Alice procuraba contenerse. Miraba al suelo con inquina al tiempo que trataba de restablecer el ritmo normal de su respiración. Veía las dos zapatillas y los bajos del pantalón del señor Hire. Tuvo que tragar saliva dos veces antes de poder levantar la cabeza y esbozar una especie de sonrisa.

—Todavía no estoy segura —replicó con suavidad.

—Es la única solución. Lo he pensado mucho.
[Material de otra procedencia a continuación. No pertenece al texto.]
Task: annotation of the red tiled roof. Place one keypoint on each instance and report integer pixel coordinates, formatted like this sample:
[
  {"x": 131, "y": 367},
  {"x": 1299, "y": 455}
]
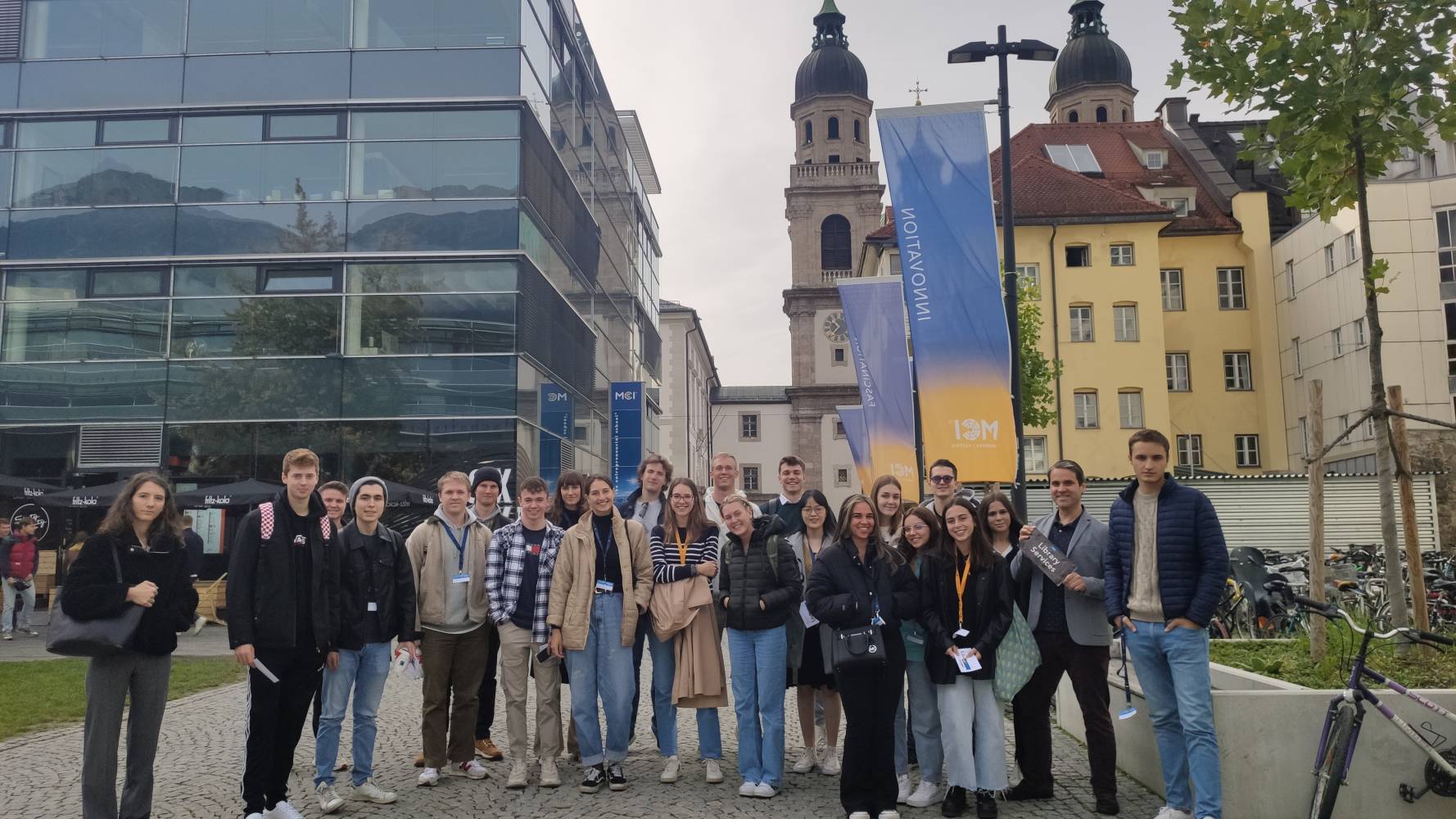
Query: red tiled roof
[{"x": 1044, "y": 190}]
Y ahora es usted quien tiene que pensarlo. —Dio unos pasos hacia ella y le cogió la mano entre las suyas, que estaban calientes y húmedas—.

¿Confía usted en mí? Me parece que podría hacerla feliz —aseguró. Ella era incapaz de decir palabra; la mano le colgaba inerte del brazo y tenía los ojos muy abiertos—. Podríamos vivir en el campo. —Sus manos subieron por el brazo desnudo hasta llegar al codo, y se acercó más a ella—. Piense en ello hasta mañana y… —De pronto apoyó la mejilla en el hombro de la criada. Ella lo veía reflejado en el espejo, con los ojos cerrados y una tenue sonrisa en los labios entreabiertos—. ¡No diga que no todavía!

La parte de su mejilla que rozaba la piel de Alice era la más caliente, la más sonrosada.